In the euro zone, the ZEW sentiment index also improved, rising from 25.1 to 26.1, higher than the market expectations of 20.3. The current situation indicator rose slightly by 2.4 points to -28.8.
ZEW President Achim Wambach pointed out that although sentiment indicators have stabilized, "the economic situation has deteriorated" and major risks still exist. He cites uncertainty in U.S. tariff policy and Germany's upcoming "Autumn of Reform". The outlook for automotive, chemical, pharmaceutical and metals has improved, but sentiment in these industries remains in negative areas, indicating a fragile recovery prospect.
Eurozone industrial production increased by 0.3% month-on-month in July, lower than expected by 0.5% month-on-month. Output was supported by intermediate goods (+0.5%), capital goods (+1.3%) and consumer goods, with durable and non-durable goods output increasing by 1.1% and 1.5% respectively. However, a sharp drop in energy production -2.9% limits overall growth.
In the entire EU, industrial production increased by 0.2% month-on-month. Croatia led the gains with a 2.6% gain, followed by Hungary and Slovenia, each up 2.1%, while Estonia (-5.5%), Malta (-4.7%) and Sweden (-3.9%) fell sharply.
UK labour market data for August showed signs of further tension, with employment falling by -8k this month, continuing a steady decline since its third quarter 2024 peak. The number of claims increased by 17.4k, down from the expected 20.3k.
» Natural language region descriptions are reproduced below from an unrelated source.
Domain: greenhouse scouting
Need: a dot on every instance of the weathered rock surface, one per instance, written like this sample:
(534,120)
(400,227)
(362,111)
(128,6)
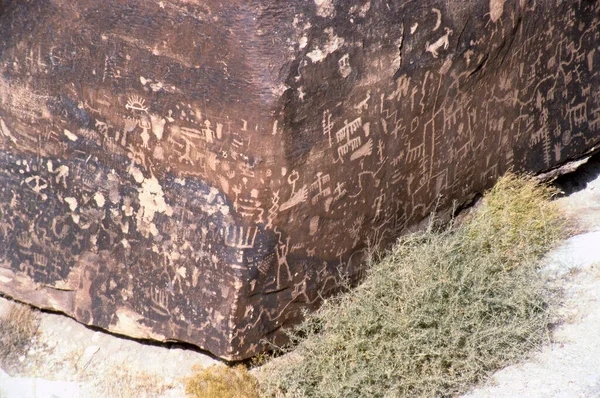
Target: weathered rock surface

The median monthly salary increased by 6.6% year-on-year, up from 6.0% in July, highlighting the ongoing wage pressure.
In the three months to July, the unemployment rate stabilized at 4.7%, in line with expectations. The average income excluding bonus fell slightly from 5.0% to 4.8%, while the average income including bonus rose slightly from 4.6% to 4.7%. Overall, data show that job loss continues, but wage growth is still strong enough to keep the Bank of England cautious about policy.
U.S. market
U.S. retail sales unexpectedly rose in August, up 0.6% month-on-month to US$732.0B, far higher than expected 0.2% month-on-month. The core categories also achieved strong results, with sales excluding automobiles up 0.7% month-on-month to USD592.3B, and sales excluding gasoline up 0.6% month-on-month to USD680.3B. Sales, excluding cars and gasoline, rose 0.7% month-on-month to $540.1B, indicating strong strength of a wide range of consumers.
The latest data confirms that household spending is flexible despite high borrowing costs and slowing labor market conditions. From June to August, total retail sales increased by 4.5% year-on-year, continuing steady growth, highlighting the role of consumers as a key driver of U.S. activities.
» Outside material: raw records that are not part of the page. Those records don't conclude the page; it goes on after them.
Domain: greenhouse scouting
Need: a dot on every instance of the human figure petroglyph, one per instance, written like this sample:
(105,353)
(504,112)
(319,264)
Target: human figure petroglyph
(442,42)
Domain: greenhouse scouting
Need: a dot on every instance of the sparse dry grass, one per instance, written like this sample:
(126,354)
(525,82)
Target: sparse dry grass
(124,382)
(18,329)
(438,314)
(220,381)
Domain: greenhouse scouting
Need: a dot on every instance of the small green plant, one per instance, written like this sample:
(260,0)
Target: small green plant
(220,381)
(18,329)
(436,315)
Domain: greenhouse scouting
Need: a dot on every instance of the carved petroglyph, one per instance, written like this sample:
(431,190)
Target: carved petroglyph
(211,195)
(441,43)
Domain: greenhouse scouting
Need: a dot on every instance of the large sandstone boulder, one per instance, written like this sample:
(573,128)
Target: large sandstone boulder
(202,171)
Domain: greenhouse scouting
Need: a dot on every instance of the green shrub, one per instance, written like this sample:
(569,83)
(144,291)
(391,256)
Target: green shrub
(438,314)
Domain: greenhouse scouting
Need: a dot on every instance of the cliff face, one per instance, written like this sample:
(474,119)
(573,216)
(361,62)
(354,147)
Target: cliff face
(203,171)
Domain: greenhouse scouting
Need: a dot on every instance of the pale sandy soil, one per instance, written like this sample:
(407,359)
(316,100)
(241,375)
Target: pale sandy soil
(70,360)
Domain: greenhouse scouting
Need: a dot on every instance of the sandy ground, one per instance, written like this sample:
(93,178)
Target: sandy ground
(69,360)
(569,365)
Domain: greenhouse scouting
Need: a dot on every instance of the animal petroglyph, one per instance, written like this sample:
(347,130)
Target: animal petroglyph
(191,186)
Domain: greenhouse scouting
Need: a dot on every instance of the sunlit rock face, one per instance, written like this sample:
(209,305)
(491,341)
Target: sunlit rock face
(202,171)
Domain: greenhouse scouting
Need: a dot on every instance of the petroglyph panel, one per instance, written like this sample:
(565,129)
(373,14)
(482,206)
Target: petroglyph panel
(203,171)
Canada's overall CPI rose to 1.9% year-on-year in August, higher than in July1.7%, but slightly below market expectations of 2.0%. This increase was mainly due to a small year-on-year decline in gasoline prices, which fell by -12.7% year-on-year in August, while in July, down by -16.1% year-on-year. Excluding gasoline, inflation rose 2.4% year-on-year, slightly slowing from the year-on-year rate of 2.5% that has continued in recent months.
Potential price pressure shows signs of further cooling. The median CPI stabilized at 3.1% year-on-year, while the CPI fell from 3.1% to 3.0% year-on-year, both in line with expectations. The CPI xmaccount.common indicator slowed to 2.5% year-on-year, below the 2.6% forecast, marking widespread weakness in inflation.